Converting .htaccess Rules to Undertow text-based Rules
The beauty of a text-based set of rules is that there is no need to escape characters, such as converting rules to a JSON configuration, and no need to use a long form of writing rules in a XML configuration.

.htaccess File
The following is my real-life .htaccess file to use as a reference:

# 
#  Everything is UTF-8 
# 
# AddType 'text/html; charset=UTF-8' html 
# AddType 'text/css; charset=UTF-8' css 
# 
# - correct way to serve js according to http://www.ietf.org/rfc/rfc4329.txt 
# - IE doesn't like application/javascript but on the other hand it doesn't 
#   obey Content-Type headers so it's ok 
# AddType 'application/javascript; charset=UTF-8' js 
# disable directory browsing 
# Options -Indexes 
# 
#  The order of the rewrite rules is generally important 
RewriteEngine On 
RewriteBase / 
#  If we are in the admin area or we already have the language variable skip this block of rules 
RewriteCond %{REQUEST_URI} ^/(_admin|_docs|_cfc|assets|images) 
RewriteRule .* - [S=6] 
# 
#  The language must be the first thing in the URL. If it's present then set 
# and env variable, remove it from the URL and continue with other rules 
# 
#  e.g. en/dir/file.cfm; en/dir1/dir2/file.cfm; en/dir/file.php 
RewriteRule ^(en|jp)/(.+/)*(.+)\.(cfm|php)                                 $1/$2$3.$4 [QSA] 
#  e.g. en/; en/dir/; en/dir1/dir2/ 
RewriteRule ^(en|jp)/(.+/)*$                                               $1/$2      [QSA] 
#  Details for a news, etc: /dir/dir/#fuseaction#/#id#-#name# 
RewriteRule ^(en|jp)/((?:[a-zA-Z0-9\-_\\]+/)*)([a-zA-Z0-9\-_\\]+)/(\d+)-?(.*)$  $1/$2index.cfm?fuseaction=$3&id=$4&title=$5 [NC,NS,L,QSA] 
#  Download asset /dir/dir/download_asset/#name# 
RewriteRule ^(en|jp)/((?:[a-zA-Z0-9\-_\\]+/)*)(download_asset)/([^.]+\.\w{3,})-?.*$  $1/$2index.cfm?fuseaction=$3&id=$4 [NC,NS,L,QSA] 
#  Download asset /dir/dir/products/#type# 
RewriteRule ^(en|jp)/((?:[a-zA-Z0-9\-_\\]+/)*)products/(\w+)$  $1/$2index.cfm?fuseaction=product_details&id=$3 [NC,NS,L,QSA] 
#  Simple fuseaction (/directory/directory/#fuseaction#) 
RewriteRule ^(en|jp)/((?:[a-zA-Z0-9\-_\\]+/)*)([a-zA-Z0-9\-_\\]+)$           $1/$2index.cfm?fuseaction=$3 [QSA] 
RewriteCond %{REQUEST_URI} ^/(testbed|assets/script/charting_library) 
RewriteRule .* - [S=1] 
# Ignore revision numbers in JS and CSS file names 
RewriteRule ^((?:[a-z0-9\-_\\]+/)*)(\d+)\.(.+)\.(js|css)$ $1$3.$4 [NC,NS,L] 
RewriteCond %{HTTP_REFERER} !^http(s)?://(www\.)?ccpb.*$ [NC] 
RewriteRule ^_data/.+$ - [F]

Start CommandBox
All of the suggested CLI commands assume that we are running the CommandBox application.

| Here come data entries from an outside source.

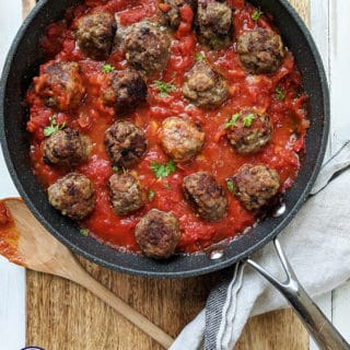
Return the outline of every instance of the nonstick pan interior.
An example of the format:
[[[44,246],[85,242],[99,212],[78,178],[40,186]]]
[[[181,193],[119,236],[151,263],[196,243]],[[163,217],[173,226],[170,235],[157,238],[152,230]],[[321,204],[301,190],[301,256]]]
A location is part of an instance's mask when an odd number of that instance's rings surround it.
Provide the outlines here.
[[[63,16],[73,0],[43,0],[26,19],[9,52],[0,84],[1,142],[12,178],[24,201],[42,224],[73,252],[102,266],[145,277],[180,278],[205,275],[222,269],[247,257],[272,240],[295,215],[307,197],[323,162],[329,129],[327,82],[314,42],[294,10],[284,0],[253,1],[271,13],[285,45],[293,51],[303,74],[304,89],[310,95],[311,128],[306,140],[306,156],[293,188],[287,192],[287,211],[279,218],[268,218],[249,233],[233,241],[220,259],[205,254],[176,256],[156,261],[142,256],[116,252],[93,238],[79,234],[72,221],[54,210],[46,194],[34,177],[28,159],[30,139],[25,130],[27,110],[25,92],[44,61],[39,39],[47,24]]]

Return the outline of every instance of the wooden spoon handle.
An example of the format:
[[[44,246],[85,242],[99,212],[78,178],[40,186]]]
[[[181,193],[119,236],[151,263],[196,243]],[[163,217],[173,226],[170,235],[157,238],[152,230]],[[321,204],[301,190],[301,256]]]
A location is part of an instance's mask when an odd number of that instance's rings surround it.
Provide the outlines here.
[[[73,281],[86,288],[93,294],[97,295],[106,304],[112,306],[116,312],[143,330],[165,349],[168,349],[174,342],[174,339],[164,330],[155,326],[152,322],[124,302],[120,298],[97,282],[86,271],[84,271],[84,273],[80,272],[79,276],[74,277]]]

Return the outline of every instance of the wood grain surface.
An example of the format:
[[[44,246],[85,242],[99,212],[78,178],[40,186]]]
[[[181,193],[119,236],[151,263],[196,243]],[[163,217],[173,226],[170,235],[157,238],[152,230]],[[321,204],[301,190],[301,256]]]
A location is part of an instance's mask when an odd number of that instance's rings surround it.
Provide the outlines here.
[[[23,0],[25,11],[31,0]],[[291,0],[308,23],[310,0]],[[220,272],[184,280],[116,273],[80,258],[104,285],[175,337],[203,307]],[[27,272],[26,343],[46,350],[161,350],[102,301],[72,282]],[[291,311],[252,318],[235,350],[306,350],[308,336]],[[191,349],[184,349],[191,350]]]

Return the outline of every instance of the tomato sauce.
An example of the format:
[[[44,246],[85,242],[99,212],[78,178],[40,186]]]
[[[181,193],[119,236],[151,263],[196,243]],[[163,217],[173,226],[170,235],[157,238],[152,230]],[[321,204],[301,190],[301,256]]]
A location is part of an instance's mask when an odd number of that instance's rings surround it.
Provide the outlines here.
[[[257,26],[271,27],[276,31],[268,16],[261,15],[258,21],[252,19],[256,10],[243,0],[230,0],[234,7],[235,35]],[[182,24],[172,35],[172,51],[166,69],[149,78],[148,102],[137,108],[127,118],[142,128],[148,138],[148,152],[142,161],[133,166],[143,186],[154,191],[154,198],[139,211],[127,217],[117,217],[112,210],[106,182],[113,175],[112,164],[103,144],[105,130],[118,116],[114,109],[106,107],[102,101],[102,91],[108,83],[108,74],[103,73],[102,65],[112,65],[121,70],[127,67],[125,54],[115,51],[106,62],[86,59],[74,42],[77,20],[92,10],[103,8],[110,13],[117,13],[122,25],[130,25],[144,18],[155,19],[160,15],[154,0],[86,0],[84,4],[68,11],[71,21],[51,24],[46,31],[43,47],[51,60],[78,61],[84,77],[86,95],[81,105],[68,113],[56,113],[46,107],[33,90],[27,93],[31,108],[31,119],[27,130],[33,135],[31,160],[33,171],[38,180],[48,187],[66,173],[43,162],[44,128],[49,124],[49,117],[56,115],[59,124],[77,128],[90,137],[93,150],[90,161],[75,171],[89,176],[96,189],[96,206],[94,212],[81,222],[89,229],[91,235],[116,248],[139,252],[133,231],[139,220],[152,208],[172,211],[179,220],[182,232],[177,250],[194,253],[202,250],[213,243],[233,238],[252,226],[257,220],[257,213],[247,211],[229,191],[226,178],[231,177],[245,163],[265,163],[275,168],[281,178],[280,192],[283,194],[293,185],[300,170],[300,153],[304,150],[304,139],[308,127],[305,102],[307,96],[302,91],[301,74],[295,67],[293,55],[287,50],[280,69],[272,75],[247,74],[235,54],[235,44],[220,50],[209,50],[200,45],[191,30],[192,13],[184,7]],[[228,80],[230,98],[221,108],[205,110],[188,105],[182,94],[184,74],[196,62],[196,54],[200,54],[215,67]],[[49,65],[49,61],[46,65]],[[42,69],[45,65],[42,67]],[[168,96],[161,96],[154,80],[162,80],[176,86]],[[277,89],[285,92],[280,101]],[[238,155],[225,138],[224,124],[241,108],[254,106],[255,110],[266,113],[273,124],[273,137],[264,150],[253,155]],[[153,161],[164,163],[170,159],[160,148],[159,128],[162,121],[172,116],[186,117],[199,121],[206,132],[206,144],[202,152],[190,162],[177,164],[177,171],[166,178],[156,179],[150,165]],[[200,220],[184,200],[180,186],[186,175],[197,171],[208,171],[225,189],[229,201],[228,213],[217,223]]]
[[[20,234],[5,201],[0,201],[0,254],[11,262],[24,266],[19,255]]]

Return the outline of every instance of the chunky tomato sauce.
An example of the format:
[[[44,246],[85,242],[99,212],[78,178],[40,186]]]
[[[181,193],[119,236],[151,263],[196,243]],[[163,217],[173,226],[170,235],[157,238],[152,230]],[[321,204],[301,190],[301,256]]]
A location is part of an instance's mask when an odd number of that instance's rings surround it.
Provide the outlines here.
[[[230,0],[229,3],[235,9],[235,36],[256,25],[272,27],[271,19],[268,16],[262,15],[257,22],[254,21],[252,14],[255,9],[245,1]],[[152,208],[172,211],[179,220],[182,232],[177,250],[192,253],[224,238],[233,238],[256,222],[257,213],[246,210],[226,187],[226,178],[235,174],[244,163],[265,163],[275,168],[281,178],[281,194],[293,185],[301,166],[299,154],[304,149],[304,138],[308,127],[305,109],[307,96],[302,91],[301,74],[291,52],[287,51],[282,66],[275,74],[247,74],[235,54],[234,43],[226,49],[213,51],[197,42],[191,30],[192,12],[189,7],[184,7],[182,24],[178,31],[173,33],[172,51],[166,69],[148,79],[148,102],[127,116],[147,135],[148,152],[133,168],[138,172],[143,186],[154,191],[155,196],[135,214],[117,217],[110,207],[106,188],[106,182],[113,175],[113,170],[103,144],[104,132],[117,116],[114,115],[113,108],[104,105],[101,97],[109,79],[108,73],[102,72],[102,66],[109,63],[115,69],[121,70],[127,67],[127,61],[122,51],[115,51],[106,62],[85,58],[75,45],[74,27],[77,20],[92,8],[100,7],[110,13],[117,13],[120,23],[129,25],[144,18],[156,19],[160,15],[158,5],[154,0],[86,0],[84,4],[68,11],[67,18],[73,20],[55,23],[47,28],[43,40],[44,49],[55,61],[69,60],[80,63],[86,95],[79,108],[69,113],[57,113],[46,107],[33,90],[28,91],[31,119],[27,130],[33,135],[31,159],[33,171],[45,187],[66,174],[43,162],[43,130],[49,125],[49,117],[55,114],[59,124],[66,122],[67,126],[81,130],[93,142],[90,161],[75,170],[89,176],[96,189],[95,210],[81,222],[81,225],[89,229],[93,237],[110,246],[139,252],[133,235],[139,220]],[[198,52],[225,77],[230,85],[229,101],[217,110],[208,112],[189,105],[182,93],[184,74],[195,65]],[[50,60],[48,63],[51,62]],[[42,70],[44,67],[45,65],[42,66]],[[170,92],[167,97],[161,96],[154,80],[171,82],[176,86],[176,91]],[[285,92],[282,101],[277,96],[277,89]],[[268,114],[273,124],[271,142],[257,154],[238,155],[225,137],[224,124],[243,107],[254,107],[260,113]],[[199,121],[206,132],[206,144],[194,161],[177,164],[176,173],[156,179],[150,164],[153,161],[160,163],[168,161],[160,148],[158,130],[162,121],[171,116]],[[228,212],[218,223],[208,223],[199,219],[183,198],[180,191],[183,178],[197,171],[212,173],[225,189]]]
[[[5,201],[0,201],[0,254],[10,261],[24,266],[19,255],[20,234]]]

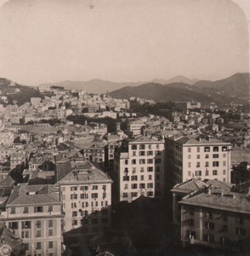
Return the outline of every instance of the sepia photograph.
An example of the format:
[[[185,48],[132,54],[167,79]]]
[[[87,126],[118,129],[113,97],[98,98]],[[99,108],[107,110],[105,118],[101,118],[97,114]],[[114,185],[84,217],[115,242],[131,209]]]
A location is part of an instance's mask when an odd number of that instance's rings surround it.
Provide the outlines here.
[[[249,255],[249,0],[0,0],[0,256]]]

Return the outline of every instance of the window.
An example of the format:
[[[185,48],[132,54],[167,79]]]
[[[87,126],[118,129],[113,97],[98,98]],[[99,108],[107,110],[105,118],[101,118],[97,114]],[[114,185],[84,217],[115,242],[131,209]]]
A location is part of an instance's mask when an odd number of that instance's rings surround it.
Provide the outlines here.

To do so, run the following command to start CommandBox.
$ box

Configure CommandBox to point to rules.txt
Point CommandBox server to your rules.txt that you will create later. In my example, it is located in the web root. Feel free to place it where you see fit for your setup.
$ server set web.rulesFile=rules.txt

.htaccess Acronym to Undertow Conversion Chart

  • In the server rule, the rewrite condition is more/less on the left of → and the rewriterule is more/less on the right.
  • [NC] means No Case
    • Use case-sensitive=false with the regex method
    • IE) regex( case-sensitive=false,pattern=’^/(_admin|_docs|_cfc|assets|images)’ )
  • [NS] doesn’t use the rule on “sub requests” but I’ll be honest, I’m not even sure what that means or if it applies
  • [L] means Last rule to process. That’s doable, but there’s some caveats to what that means in CommandBox (since it also skips any remaining internal rules)
    • Use done; in the c
  • [QSA] Means query string append
    • I found a short-hand textual representation Exchange Attribute “%q” that can be applied to predicates. The long-hand version is %{QUERY_STRING} However, I wound up realizing that I did not need to use %q for my Undertow rules, even though QSA is applied in the .htaccess file. You may want to test to see what it looks like with this %q and without to help you determine if you need it in your rules. Check out the following link for a list of Exchange Attributes.
  • [S] mean Skip. IE) [S=6] means skip the next 6 rewrite rules in the .htaccess file example above.
    • Use Nested rewrite rules to skip past rules based on the conditional response of the parent rewrite
  • [F] mean Finished
  • The .htaccess $n will need to be converted as ${n} in UnderTow.
  • The Request URI does not require a prepending forward slash, but it is needed in UnderTow in order to match the regex in the predicate. When it comes to comparing regex rules to a normal set of regex, I got hung up with the forward slashes “/” because they were not escaped when testing the regex rules in a normal online regex validator. Forward slashes in rules regex are literal forward slashes and do not have to be escaped.
    I was able to verify this by finding an online tester meant for .htaccess. You can use it to test your .htaccess rewrite regex rules as well at the following link: https://htaccess.madewithlove.com/

rules.txt File - Undertow text-based Rewrite Rules
The following is my converted set of rewrite rules meant for Undertow to utilize with CommandBox.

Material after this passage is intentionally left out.